Unternehmenssoftware für Schweizer KMU
Für Dienstleister in der Schweiz: Projekte, Leistungserfassung, Offerten und Rechnungen in einem System, mit Swiss QR-Code, Rundung auf 5 Rappen und Fakturierung in Franken.
Unverbindlich kennenlernenSoftware für die Schweiz: die kurze Antwort
projectfacts ist eine All-in-One-Unternehmenssoftware für kleine und mittlere Dienstleister, von der Agentur über die Unternehmensberatung bis zum IT-Unternehmen: Projektmanagement, Leistungserfassung, CRM, Offerten, Rechnungen, Zeiterfassung, Personal und der Export an die Buchhaltung laufen in einem System statt in fünf. Für die Schweiz sind genau die Punkte eingebaut, an denen ausländische Software sonst scheitert: der Swiss QR-Code auf der Rechnung, die Rundung auf 5 Rappen, das Schweizer Zahlenformat, die Fakturierung in Franken und die Stellung der Schweiz als Drittland gegenüber der EU.

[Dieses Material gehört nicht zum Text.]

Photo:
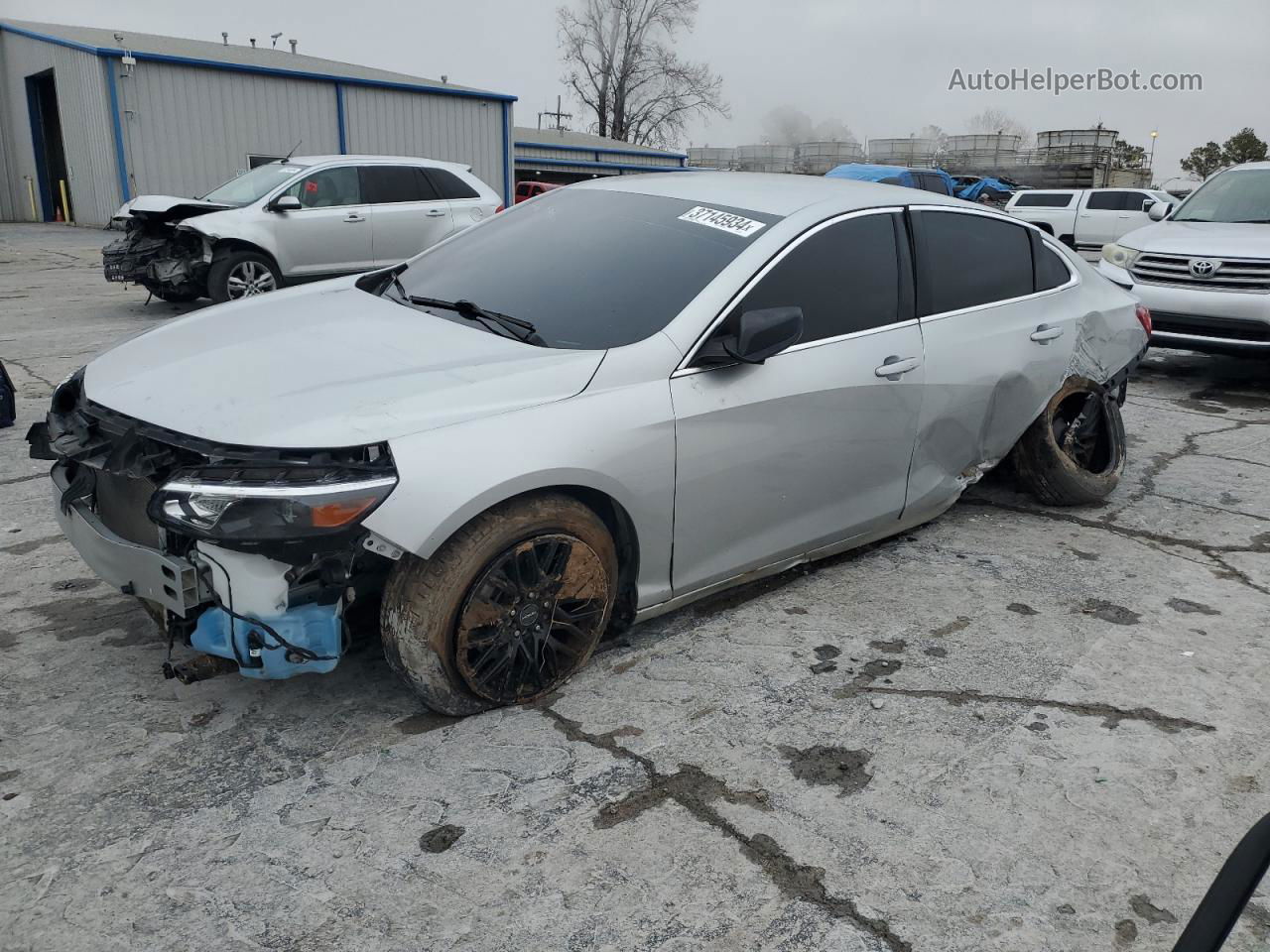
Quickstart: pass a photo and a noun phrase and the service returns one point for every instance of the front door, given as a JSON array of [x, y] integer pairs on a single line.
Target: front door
[[813, 445], [998, 334], [330, 232], [409, 214]]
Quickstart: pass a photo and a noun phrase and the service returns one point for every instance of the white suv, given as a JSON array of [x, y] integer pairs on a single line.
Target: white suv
[[294, 220], [1205, 267]]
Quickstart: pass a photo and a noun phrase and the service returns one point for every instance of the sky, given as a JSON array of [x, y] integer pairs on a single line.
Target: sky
[[883, 68]]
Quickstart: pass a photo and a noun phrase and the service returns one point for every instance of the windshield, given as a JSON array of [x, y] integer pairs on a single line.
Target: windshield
[[255, 184], [589, 270], [1230, 197]]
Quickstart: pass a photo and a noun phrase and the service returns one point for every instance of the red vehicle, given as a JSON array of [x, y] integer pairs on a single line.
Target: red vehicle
[[527, 189]]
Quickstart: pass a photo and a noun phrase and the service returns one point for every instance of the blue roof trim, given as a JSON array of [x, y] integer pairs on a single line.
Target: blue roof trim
[[597, 149], [621, 167], [117, 122], [58, 41], [339, 118], [508, 160], [262, 70]]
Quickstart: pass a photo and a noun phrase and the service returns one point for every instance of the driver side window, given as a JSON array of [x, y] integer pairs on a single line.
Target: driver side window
[[327, 188], [846, 278]]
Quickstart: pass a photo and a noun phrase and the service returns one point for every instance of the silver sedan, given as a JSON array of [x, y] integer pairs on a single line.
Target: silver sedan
[[594, 408]]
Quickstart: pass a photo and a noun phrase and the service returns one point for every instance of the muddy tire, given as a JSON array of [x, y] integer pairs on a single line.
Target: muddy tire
[[239, 275], [506, 611], [1074, 453]]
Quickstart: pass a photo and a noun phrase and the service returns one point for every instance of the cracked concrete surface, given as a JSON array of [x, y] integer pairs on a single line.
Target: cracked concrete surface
[[716, 779]]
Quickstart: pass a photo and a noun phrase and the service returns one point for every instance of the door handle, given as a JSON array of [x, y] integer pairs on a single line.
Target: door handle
[[893, 367]]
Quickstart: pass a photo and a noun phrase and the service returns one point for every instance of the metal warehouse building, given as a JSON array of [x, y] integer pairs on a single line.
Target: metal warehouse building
[[114, 116], [564, 157]]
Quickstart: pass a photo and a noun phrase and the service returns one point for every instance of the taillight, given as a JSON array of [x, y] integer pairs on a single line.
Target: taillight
[[1143, 317]]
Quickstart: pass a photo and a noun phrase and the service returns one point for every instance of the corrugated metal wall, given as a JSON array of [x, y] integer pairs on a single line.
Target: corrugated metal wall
[[451, 128], [187, 128], [529, 154], [87, 137]]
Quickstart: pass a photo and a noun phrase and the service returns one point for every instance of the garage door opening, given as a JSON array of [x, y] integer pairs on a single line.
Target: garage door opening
[[53, 182]]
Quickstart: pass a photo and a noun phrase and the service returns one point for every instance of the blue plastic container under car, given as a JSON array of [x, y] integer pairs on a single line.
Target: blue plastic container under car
[[318, 629]]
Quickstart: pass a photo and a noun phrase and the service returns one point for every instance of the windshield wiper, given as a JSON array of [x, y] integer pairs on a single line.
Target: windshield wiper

Zwei Gruppen stossen bei der Schweiz auf dieselben Fragen: Schweizer KMU in Zürich, Basel, Bern oder St. Gallen, die eine Business-Software für ihr Tagesgeschäft suchen, und deutsche Unternehmen, die Kunden oder eine Tochtergesellschaft in der Schweiz haben. Für beide gilt: Die Unterschiede stecken nicht in grossen Funktionen, sondern in Details, die entweder passen oder den Beleg unbrauchbar machen.
Und die Frage, die in der Schweiz zuerst kommt: Wo liegen die Daten? Sie entscheiden das. projectfacts läuft On-Premises in dem Rechenzentrum, das Sie aussuchen, auch in einem Schweizer, und die Betreuung übernehmen wir über eine jährliche Pauschale.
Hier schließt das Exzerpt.